**Having your day-to-day conversations in English is the best way to go, I would say. **

I think there is a feel to every language. I speak three languages which can be argued to be of different origins – Marathi and Hindi, and English. Marathi and Hindi are quite similar and have different sentence structures than English. I think one can understand and familiarise oneself with sentence structure most effectively by conversing in that language.

To familiarise yourself with English, you can start by reading a lot of English literature. This, of course, is assuming that you can read, understand and construct the most basic sentences (for instance, “I eat bread.”). As you progress, your ability to converse in English will get better, because you’ll learn the grammar and structure. Once your ability is strong enough, you’ll be able to construct sentences with ease. If you happen to read/construct an incorrect sentence, an inner voice will tell you that it just doesn’t feel right.

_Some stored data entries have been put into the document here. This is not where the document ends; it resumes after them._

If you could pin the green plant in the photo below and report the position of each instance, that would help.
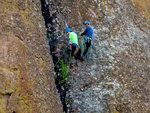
(64, 71)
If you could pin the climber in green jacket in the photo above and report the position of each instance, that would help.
(72, 44)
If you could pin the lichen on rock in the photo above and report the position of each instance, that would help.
(26, 68)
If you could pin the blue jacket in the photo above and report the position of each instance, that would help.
(88, 31)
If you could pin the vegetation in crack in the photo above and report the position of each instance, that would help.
(60, 67)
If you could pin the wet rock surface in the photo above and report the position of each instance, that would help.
(26, 69)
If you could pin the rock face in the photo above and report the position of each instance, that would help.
(26, 69)
(115, 78)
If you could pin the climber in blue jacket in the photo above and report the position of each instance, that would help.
(88, 36)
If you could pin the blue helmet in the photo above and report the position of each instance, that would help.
(68, 30)
(86, 22)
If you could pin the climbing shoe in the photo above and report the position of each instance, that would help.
(82, 59)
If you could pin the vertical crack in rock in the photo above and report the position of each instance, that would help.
(53, 42)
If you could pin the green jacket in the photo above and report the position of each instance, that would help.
(73, 37)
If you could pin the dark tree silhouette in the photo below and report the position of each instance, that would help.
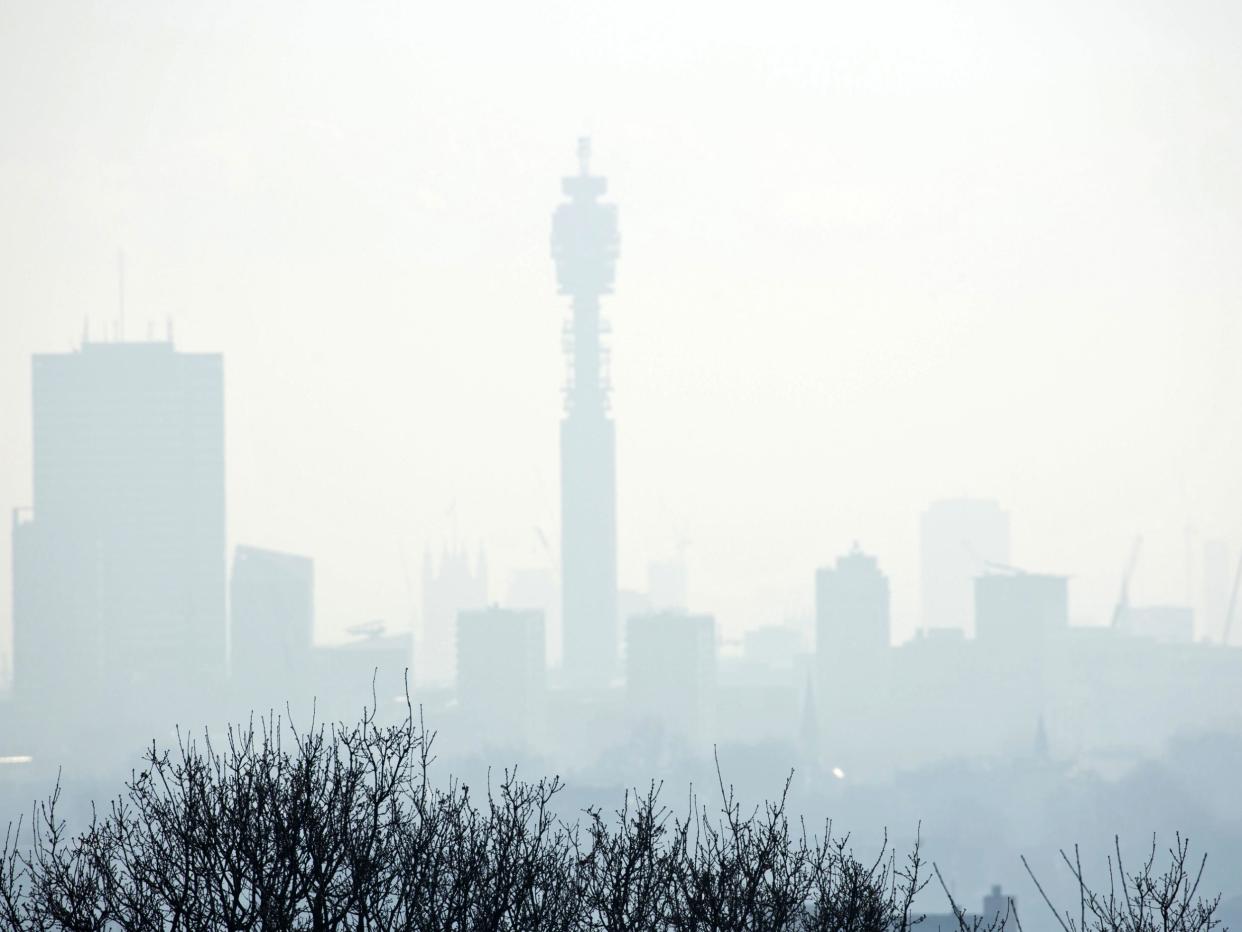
(342, 828)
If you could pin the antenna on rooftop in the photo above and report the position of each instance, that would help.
(121, 296)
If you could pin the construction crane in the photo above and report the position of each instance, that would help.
(1123, 599)
(1233, 603)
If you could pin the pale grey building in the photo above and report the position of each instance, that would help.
(119, 563)
(585, 246)
(959, 539)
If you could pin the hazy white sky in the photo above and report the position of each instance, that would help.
(872, 255)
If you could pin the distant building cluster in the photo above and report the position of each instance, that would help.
(126, 619)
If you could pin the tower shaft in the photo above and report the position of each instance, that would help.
(584, 245)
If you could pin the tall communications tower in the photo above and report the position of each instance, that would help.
(585, 246)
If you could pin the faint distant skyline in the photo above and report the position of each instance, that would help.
(874, 257)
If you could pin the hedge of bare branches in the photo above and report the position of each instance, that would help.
(340, 828)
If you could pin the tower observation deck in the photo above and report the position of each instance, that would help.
(585, 247)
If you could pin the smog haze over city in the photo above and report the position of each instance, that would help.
(642, 389)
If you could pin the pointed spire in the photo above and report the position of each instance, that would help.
(584, 155)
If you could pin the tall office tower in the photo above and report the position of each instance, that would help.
(119, 572)
(852, 648)
(1019, 620)
(585, 245)
(1020, 610)
(501, 675)
(960, 538)
(447, 589)
(271, 624)
(671, 664)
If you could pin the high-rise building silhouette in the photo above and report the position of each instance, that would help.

The other way to go, which is memorizing grammar rules (which are enormous in number), will not only disable you from conversing in English but will also not help you to develop a grasp of the language. This might be a shorter way out, but considering the long-term picture, wouldn’t be of much help (This has happened to me. I studied Sanskrit in my school for six years, and at the end, I couldn’t speak fluently in Sanskrit. The way they taught the language was exactly as is mentioned here – they made us memorize rules).